Editor’s Note: Ellis Cashmore (@elliscashmore) is visiting professor of sociology at Aston University in England and the author of “Making Sense of Sports” The views expressed are solely those of the author and not representative of CNN.
Story highlights
Sport should abandon its pointless anti-drugs policy, says academic
The Russia scandal offers an opportunity to ask: what's wrong with doping?
Cashmore: Athletes will always be ahead of the testers
Fans demand more from athletes today than in the 20th century, expert says
Track and field is like Aron Ralston the adventurer.
When his arm got wedged under a boulder in the middle of the Utah desert, he faced an unenviable choice: remain trapped under a boulder and starve – or cut off his own arm and risk bleeding to death.
Track and field can disqualify Russia from the Olympics and other major competition and set a perilous precedent that will almost certainly lead to other disqualifications. Or it will perish in an environment in which doping is rife.
Russia doping scandal: 5 of the most shocking allegations
But there is a third alternative: it can make the boulder disappear.
Were athletics to lift its ban on doping, its problems would vanish. Instead, under the leadership of Sebastian Coe, president of the International Association of Athletics Associations (IAAF), it will probably persist in its futile crusade against drugs cheats.
Athletes from all sports have made their intentions clear – they intend to use performance-enhancing substances no matter how severe the punishments.
Professional athletes, especially in the post-Lance Armstrong era, are risk-takers. The prizes, and riches, on offer are so irresistible that they will do whatever it takes to win.
Some argue the spirit of fair play has been crushed by money and they have a point.
Today’s sports performers are encouraged by their coaches, managers and, of course, us to win at all costs. Who can blame them for taking supplements when the chances of detection are remote?

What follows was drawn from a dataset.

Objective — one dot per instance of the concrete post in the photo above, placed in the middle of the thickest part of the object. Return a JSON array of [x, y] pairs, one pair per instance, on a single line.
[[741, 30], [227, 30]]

For all its tough-talking, the World Anti-Doping Agency (WADA) always appears to be – and often is – one step behind the cheats. Athletes are canny enough to use designer drugs, these being substances specifically synthesized to escape drug tester.
The commotion caused by the latest revelation about Russia presents an opportunity to return to the basic moral question – what is so bad about doping?
We, the fans, see little wrong with enhancement in other areas of entertainment. Rock singers have revealed they’ve recorded tracks when using drugs and several great writers drank heroically when composing their best work.
Yet we’ve been persuaded that sportsmen and women should be “clean” – ignoring perhaps their use of hypnotism, acupuncture, oxygen tents and any number of other performance aids that are not tainted by the label “drugs.”
Baseball, cycling and swimming are among the major sports that have suffered the torments of the damned in recent years.
All have struggled with the uncomfortable truth that many, many competitors have doped on a regular basis. All must have been tempted to change their rules, resorting to the laissez-faire policies that held sway before the 1970s (when bans on drugs were first introduced.)
So why does sport continue to fight an unwinnable, not to mention expensive, battle? WADA’s budget is about $30 million per year and it claims to be underfunded. What’s more, it’s ineffective.
Established in 1999, it fails time after time to identify dopers – remember, even Armstrong never recorded a positive dope test.
WADA must squirm when it hears how the London 2012 Olympics were “sabotaged” (presumably meaning Russians deliberately obstructed fair play for their own advantage.)
We are facing the prospect of extensive doping at the Olympic Games – without even considering other major events.
All of this right under WADA’s nose.
Track and field, indeed sport, will never rid itself of doping, no matter how draconian the penalties. The stakes are simply too high.
Sport’s major sponsors will cringe at the prospect of having their brands associated with pursuits that allow doping.
In fact, they are probably the real reason sport continues to maintain its anti-doping stance.
Somehow they will have to be persuaded that the word “drugs” can be rehabilitated.
It conjures images of crack-addled mothers who sell their babies, murderous Medellin cartel wars, or “Breaking Bad”-type meth labs.
But professional athletes have nothing in common with these. They are single-minded, highly-motivated performers who are prepared to do whatever it takes to win. If the sponsors are prepared to accept the use of performance enhancing substances, sport’s governing bodies will follow suit.
Sport today bears little relation to the “Chariots of Fire” competition of the early 20th-century when it was a predominantly amateur affair and men (women were discouraged) competed for honor.
Now the motivation is money. We make this possible: we pay for admission tickets, TV subscriptions, merchandise, commodities bearing the name and image of sports stars.
Would we genuinely accept a return to athletic performances that resemble footage from the 1980s?
Someone once proposed two Tours de France, one “clean” and one in which dope is permitted. A nice idea in theory, perhaps.
But ask yourself this – who would be interested in the “clean” race?
You may not like the implication, but you – the audience – are complicit in turning sport into an entertainment industry in which winning is everything.
Athletics’ choice is now clear. Starve, bleed or simply make the life-threatening boulder disappear.